Applying an HRTF, on top of another pseudo HRTF created by the head worn device.
No... There is a compensation process. It seems like you might be misunderstanding it...
I'm not sure if this is the right place to discuss this in a crossfeed thread, but since it was mentioned, I'll write about it.
Such virtualization naturally equalizes the headphone/IEM's inherent response curve (including raw measurements). On top of that, a specific response is convolved—nothing more.
That equalization needs to be accurate, and even for the same headphones, it differs from person to person...
Additionally, it seems like you are using the terms HRTF, HRIR, and BRIR interchangeably.
To put it very simply, HRTF is the frequency representation of how you (or someone else) hear sound.
Even if you have an HRTF, without reflections, you cannot perceive distance (HRTF changes with distance, but it only represents the direct sound from a specific angle, which is recorded impulse-HRIR), nor can you perceive spatiality.
I’m not sure to what extent the reverb you’re referring to applies, but it seems that you and I are not talking about the same thing.
In reality, we are always listening to reflections, whether in your room or in the natural forest.
The strength of the reflections, the ratio between direct sound and reflections, the time intervals and density, the overall structure, and the reverberation time all influence auditory and spatial impressions. Therefore, it cannot be simply stated that reverb is unnecessary.
Of course, there are differences between personalized HRTFs and generalized HRTFs.
Each person has a different way of hearing, different ears, different physical characteristics, different levels of hearing ability, and even different brain compensation data for interpreting sounds.
However, while these differences can be significant, people also adapt quite well to them.
For example, most modern FPS games incorporate HRTF.
If you doubt its accuracy, it’s natural to question it. But is it so inconsistent that it prevents you from functioning within the game environment? No, it’s not. Most people adapt to such information.
Of course, if you examine it closely, generalized data and personalized, directly measured data are naturally different.
I’ve observed this while calibrating many people's BRIR data, and it indeed varies significantly depending on their physical characteristics.
When I listen to their BRIRs, sometimes I hear sounds as if they are coming from above my head.
And even if I forcibly EQ someone else's BRIR (which includes all HRTFs across the time domain, from direct sound to reflections, as you mentioned), it still doesn’t match what I hear.
While small ITD errors are usually tolerable, ILD errors prevent accurate localization and sometimes even result in spectral distortion. And because our brain is very adept at identifying such subtle issues, it eventually realizes that the sound doesn’t match how we naturally hear in reality, reducing it to a mere sound effect.
However, the important question is not whether it is "wrong" but rather recognizing it as an attempt to apply a common approach to how we hear.

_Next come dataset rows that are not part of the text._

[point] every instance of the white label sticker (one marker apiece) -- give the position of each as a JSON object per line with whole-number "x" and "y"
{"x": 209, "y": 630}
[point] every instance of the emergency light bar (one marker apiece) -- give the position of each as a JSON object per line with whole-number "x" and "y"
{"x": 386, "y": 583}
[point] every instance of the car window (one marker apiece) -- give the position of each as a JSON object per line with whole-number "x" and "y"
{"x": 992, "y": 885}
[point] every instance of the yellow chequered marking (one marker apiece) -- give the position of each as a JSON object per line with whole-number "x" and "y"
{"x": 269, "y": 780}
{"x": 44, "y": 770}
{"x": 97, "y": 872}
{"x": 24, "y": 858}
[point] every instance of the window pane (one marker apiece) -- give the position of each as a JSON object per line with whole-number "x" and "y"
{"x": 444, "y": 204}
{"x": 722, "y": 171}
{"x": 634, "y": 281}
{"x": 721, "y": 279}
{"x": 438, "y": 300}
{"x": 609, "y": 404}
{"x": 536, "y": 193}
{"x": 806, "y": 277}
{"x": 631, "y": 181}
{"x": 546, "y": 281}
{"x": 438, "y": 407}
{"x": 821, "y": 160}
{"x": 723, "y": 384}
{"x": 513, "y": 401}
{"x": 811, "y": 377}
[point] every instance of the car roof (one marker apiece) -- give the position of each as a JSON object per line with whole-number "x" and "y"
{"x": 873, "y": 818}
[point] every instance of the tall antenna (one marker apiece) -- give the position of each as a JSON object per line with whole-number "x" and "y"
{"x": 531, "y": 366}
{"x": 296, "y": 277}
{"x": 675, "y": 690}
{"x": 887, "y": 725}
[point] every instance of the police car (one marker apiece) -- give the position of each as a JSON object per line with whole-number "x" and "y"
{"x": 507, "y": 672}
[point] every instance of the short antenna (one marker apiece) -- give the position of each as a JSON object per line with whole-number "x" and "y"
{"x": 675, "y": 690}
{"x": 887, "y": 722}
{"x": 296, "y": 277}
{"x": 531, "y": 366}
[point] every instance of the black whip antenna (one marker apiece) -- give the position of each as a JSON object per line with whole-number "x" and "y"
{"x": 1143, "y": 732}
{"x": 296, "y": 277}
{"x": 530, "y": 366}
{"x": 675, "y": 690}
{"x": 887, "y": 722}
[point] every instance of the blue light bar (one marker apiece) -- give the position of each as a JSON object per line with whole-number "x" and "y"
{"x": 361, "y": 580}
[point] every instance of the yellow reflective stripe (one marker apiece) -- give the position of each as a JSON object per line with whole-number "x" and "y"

Therefore, while achieving reproduction that matches how we naturally hear in reality is an excellent goal, it cannot be accomplished with a simple crossfeed.
For it to sound like reality, all your HRTFs need to be reflected, from direct sound to early reflections to late reflections, across all angles. When this is done, you can experience sound as you do in reality.
So, if the goal is not to achieve such realism but rather to generate virtual channel information in a binaural state without crosstalk, allowing the brain to perceive a sound that feels more familiar, then while people's characteristics are indeed highly individual, if we evaluate the criteria more broadly, the differences are "not as significant" as one might think.
And these differences tend to manifest as certain "trends."